Students at universities in Iran have held a third consecutive day of protests just over a month after the violent suppression by security services of mass street demonstrations left thousands dead.
The protests came amid tensions between Iran and the US. Washington has built up military forces and pressure in the Middle East as it negotiates with Tehran – with the next round in Geneva on Thursday. Donald Trump has warned “really bad things will happen” if there is no deal.
Iran would retaliate “ferociously” against any attack, the foreign ministry spokesperson, Esmail Baghaei, said on Monday.
The demonstrations on Monday spread to campuses including all-women Al Zahra University in Tehran, where anti-government slogans were chanted and an Iranian flag was burned and torn, but did not move to the streets.

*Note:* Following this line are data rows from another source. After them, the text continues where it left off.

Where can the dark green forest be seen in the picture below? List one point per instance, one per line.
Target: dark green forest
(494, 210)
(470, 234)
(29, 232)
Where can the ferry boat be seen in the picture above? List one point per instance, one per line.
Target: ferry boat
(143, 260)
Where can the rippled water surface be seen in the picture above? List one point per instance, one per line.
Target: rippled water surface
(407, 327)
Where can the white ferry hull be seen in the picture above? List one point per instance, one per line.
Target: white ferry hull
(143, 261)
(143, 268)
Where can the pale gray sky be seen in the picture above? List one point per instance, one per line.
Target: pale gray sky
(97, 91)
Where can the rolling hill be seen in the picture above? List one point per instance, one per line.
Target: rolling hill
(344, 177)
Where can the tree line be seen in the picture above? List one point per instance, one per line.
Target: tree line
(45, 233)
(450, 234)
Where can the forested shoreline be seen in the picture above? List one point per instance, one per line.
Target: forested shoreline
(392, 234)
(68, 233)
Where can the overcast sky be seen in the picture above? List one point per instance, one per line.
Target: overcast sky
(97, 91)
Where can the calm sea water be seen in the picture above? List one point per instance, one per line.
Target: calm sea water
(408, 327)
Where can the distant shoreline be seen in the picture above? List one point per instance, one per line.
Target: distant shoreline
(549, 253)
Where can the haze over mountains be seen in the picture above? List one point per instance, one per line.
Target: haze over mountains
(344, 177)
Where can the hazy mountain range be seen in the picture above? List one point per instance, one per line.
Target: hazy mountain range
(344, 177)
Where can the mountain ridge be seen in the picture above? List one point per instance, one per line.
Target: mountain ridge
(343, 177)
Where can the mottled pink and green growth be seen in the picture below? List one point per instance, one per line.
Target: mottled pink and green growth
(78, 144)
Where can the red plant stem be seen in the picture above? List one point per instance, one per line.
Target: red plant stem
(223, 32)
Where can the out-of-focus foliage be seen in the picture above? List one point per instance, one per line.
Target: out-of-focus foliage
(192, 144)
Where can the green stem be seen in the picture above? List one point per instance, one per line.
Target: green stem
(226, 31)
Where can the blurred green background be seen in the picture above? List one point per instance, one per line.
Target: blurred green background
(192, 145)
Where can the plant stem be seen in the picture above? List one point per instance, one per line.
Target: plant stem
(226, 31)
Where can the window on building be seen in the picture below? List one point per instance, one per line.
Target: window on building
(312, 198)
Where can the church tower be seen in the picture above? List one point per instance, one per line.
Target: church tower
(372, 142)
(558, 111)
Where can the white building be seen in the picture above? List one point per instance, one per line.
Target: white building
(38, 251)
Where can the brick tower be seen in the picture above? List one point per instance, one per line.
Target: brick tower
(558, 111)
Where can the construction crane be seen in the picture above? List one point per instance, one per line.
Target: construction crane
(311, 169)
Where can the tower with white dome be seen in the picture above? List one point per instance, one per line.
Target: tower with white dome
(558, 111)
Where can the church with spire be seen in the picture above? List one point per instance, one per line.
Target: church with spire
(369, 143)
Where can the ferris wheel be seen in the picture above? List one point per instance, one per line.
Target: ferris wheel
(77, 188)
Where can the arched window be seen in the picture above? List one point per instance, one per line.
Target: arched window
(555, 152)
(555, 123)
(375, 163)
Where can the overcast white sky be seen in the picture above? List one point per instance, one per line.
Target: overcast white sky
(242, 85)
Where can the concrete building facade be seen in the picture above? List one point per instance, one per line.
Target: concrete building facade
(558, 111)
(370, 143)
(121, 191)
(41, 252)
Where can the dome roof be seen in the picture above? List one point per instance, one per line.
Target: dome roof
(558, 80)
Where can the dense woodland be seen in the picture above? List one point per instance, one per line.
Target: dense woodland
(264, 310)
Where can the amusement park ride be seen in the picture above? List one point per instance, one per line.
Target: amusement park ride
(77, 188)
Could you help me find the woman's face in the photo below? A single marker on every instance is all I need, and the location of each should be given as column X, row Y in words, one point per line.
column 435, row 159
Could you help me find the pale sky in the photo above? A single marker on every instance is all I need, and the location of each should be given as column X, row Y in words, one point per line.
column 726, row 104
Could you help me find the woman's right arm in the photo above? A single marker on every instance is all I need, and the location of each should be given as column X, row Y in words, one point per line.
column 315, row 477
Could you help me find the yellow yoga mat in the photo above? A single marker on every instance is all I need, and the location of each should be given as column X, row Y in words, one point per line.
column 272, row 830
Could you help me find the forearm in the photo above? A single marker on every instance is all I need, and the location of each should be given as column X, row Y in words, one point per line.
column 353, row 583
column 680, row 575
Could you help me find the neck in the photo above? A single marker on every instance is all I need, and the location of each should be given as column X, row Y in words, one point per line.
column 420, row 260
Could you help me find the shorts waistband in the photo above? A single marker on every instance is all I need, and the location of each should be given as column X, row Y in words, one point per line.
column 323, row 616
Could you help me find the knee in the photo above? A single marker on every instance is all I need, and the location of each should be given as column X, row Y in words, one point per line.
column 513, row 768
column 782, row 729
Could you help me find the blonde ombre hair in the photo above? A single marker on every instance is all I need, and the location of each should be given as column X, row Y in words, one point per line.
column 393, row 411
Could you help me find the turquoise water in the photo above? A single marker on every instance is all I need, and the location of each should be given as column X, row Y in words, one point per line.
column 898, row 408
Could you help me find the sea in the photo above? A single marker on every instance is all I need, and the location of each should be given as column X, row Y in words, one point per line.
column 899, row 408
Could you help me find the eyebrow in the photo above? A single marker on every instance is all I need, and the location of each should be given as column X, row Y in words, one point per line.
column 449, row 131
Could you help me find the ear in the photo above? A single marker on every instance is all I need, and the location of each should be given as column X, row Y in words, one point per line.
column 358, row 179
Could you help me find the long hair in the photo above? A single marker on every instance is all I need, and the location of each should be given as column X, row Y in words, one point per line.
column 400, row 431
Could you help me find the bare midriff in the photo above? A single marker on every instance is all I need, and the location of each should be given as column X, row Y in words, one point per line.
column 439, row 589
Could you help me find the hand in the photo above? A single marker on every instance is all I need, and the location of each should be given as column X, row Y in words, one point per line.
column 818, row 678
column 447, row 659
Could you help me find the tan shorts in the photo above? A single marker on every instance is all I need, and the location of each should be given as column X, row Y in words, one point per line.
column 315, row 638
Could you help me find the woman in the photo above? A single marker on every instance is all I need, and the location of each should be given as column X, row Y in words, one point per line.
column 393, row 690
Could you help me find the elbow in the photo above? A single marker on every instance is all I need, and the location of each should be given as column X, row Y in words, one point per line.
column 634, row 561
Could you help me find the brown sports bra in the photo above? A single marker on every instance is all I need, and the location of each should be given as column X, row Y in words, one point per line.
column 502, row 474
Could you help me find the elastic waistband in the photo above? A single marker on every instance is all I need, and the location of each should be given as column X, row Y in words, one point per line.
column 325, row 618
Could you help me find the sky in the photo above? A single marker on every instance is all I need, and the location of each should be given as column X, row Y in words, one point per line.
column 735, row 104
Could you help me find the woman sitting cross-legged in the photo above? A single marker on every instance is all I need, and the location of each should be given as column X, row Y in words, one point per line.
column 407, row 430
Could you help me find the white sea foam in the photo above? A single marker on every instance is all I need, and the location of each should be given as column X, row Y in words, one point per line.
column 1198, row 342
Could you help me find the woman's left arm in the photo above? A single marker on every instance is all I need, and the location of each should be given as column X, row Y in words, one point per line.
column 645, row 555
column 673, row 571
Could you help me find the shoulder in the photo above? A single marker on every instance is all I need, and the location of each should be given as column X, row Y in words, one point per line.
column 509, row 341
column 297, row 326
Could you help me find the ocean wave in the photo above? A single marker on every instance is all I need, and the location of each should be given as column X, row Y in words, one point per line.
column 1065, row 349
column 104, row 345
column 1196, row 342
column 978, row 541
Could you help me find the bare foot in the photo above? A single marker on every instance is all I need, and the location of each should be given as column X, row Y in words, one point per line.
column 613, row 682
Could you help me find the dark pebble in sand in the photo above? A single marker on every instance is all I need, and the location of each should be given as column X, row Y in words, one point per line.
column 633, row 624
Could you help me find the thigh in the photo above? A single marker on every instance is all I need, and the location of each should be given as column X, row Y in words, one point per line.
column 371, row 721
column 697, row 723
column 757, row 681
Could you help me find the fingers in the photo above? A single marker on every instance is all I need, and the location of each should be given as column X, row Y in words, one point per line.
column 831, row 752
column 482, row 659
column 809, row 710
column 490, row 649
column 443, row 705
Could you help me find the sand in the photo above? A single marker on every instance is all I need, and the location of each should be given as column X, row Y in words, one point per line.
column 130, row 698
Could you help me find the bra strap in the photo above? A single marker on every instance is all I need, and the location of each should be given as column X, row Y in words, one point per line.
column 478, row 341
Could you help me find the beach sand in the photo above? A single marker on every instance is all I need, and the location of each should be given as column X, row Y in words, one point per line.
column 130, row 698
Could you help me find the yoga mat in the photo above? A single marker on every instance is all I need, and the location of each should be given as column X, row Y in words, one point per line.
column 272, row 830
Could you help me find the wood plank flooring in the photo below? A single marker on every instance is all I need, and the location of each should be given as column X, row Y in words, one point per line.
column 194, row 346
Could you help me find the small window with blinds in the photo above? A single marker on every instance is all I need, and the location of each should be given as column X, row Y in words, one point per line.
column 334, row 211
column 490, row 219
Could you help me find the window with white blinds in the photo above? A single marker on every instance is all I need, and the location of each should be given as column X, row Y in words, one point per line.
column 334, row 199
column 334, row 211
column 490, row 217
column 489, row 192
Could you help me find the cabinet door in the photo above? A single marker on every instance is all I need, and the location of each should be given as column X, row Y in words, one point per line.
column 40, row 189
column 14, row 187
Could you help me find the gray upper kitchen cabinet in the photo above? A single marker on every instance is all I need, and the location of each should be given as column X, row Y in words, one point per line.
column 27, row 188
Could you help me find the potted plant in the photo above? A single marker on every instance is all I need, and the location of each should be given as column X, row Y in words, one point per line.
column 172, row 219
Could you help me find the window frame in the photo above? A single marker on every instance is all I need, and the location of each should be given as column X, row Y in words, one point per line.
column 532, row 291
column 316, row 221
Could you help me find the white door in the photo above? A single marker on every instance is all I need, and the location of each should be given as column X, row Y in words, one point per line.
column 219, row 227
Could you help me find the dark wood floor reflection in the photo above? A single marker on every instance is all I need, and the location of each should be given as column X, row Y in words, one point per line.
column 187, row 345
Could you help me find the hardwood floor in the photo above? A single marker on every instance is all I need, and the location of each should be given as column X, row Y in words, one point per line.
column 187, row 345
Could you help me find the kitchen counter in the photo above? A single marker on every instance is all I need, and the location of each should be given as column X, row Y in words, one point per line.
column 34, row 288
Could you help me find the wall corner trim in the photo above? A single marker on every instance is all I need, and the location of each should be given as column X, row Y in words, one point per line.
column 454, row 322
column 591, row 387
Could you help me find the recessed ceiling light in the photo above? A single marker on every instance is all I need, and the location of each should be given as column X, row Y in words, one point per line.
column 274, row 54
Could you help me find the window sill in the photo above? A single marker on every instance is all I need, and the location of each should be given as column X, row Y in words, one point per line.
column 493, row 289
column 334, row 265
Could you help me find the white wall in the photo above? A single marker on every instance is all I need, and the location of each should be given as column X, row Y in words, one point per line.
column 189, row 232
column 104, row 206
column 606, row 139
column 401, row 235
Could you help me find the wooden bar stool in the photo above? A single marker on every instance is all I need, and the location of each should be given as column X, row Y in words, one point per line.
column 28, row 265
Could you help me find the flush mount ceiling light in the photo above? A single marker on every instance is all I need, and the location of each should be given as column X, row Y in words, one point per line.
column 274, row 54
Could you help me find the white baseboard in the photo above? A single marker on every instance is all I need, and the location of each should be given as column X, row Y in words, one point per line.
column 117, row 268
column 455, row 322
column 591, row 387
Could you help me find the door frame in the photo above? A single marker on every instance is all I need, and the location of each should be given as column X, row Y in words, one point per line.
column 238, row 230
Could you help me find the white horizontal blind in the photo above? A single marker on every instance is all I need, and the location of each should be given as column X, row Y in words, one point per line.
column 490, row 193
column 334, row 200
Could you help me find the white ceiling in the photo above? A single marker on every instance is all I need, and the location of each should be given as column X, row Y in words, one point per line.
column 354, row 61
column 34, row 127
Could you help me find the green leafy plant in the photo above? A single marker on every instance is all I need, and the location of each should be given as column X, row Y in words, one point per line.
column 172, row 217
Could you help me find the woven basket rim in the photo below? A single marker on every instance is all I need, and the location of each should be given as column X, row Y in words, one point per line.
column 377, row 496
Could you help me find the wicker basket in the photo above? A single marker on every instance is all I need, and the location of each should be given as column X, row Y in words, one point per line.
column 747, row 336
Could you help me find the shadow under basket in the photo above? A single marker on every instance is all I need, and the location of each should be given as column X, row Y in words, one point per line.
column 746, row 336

A Telegram channel for Iranian students, Anjmotahed, said an attack by the Basij state-backed militia at Sharif University in Tehran left several students injured and an ambulance arrived at the campus. Universities have sent text messages to students warning them of disciplinary consequences.
In a bid to ridicule Iran’s supreme leader, Ayatollah Ali Khamenei, some students climbed trees in the campus and hung toy mice from its branches – a way of saying he was hiding underground like a mouse. Reports said students chanted “death to the dictator”, “for every one killed, a thousand will follow” and “the blood that has been spilled will never be washed away”.
Student representatives who met Iran’s vice-president, Mohammad Reza Aref, at the weekend told him that it was an insult to claim that terrorists had been responsible for the killings during the January protests. “The response to the people’s protests had been given in bullets,” they said.
The renewed protests serve as a further reminder that Trump has not yet fulfilled his pledge to “Iranian patriots” during the January demonstrations that “help is on its way”.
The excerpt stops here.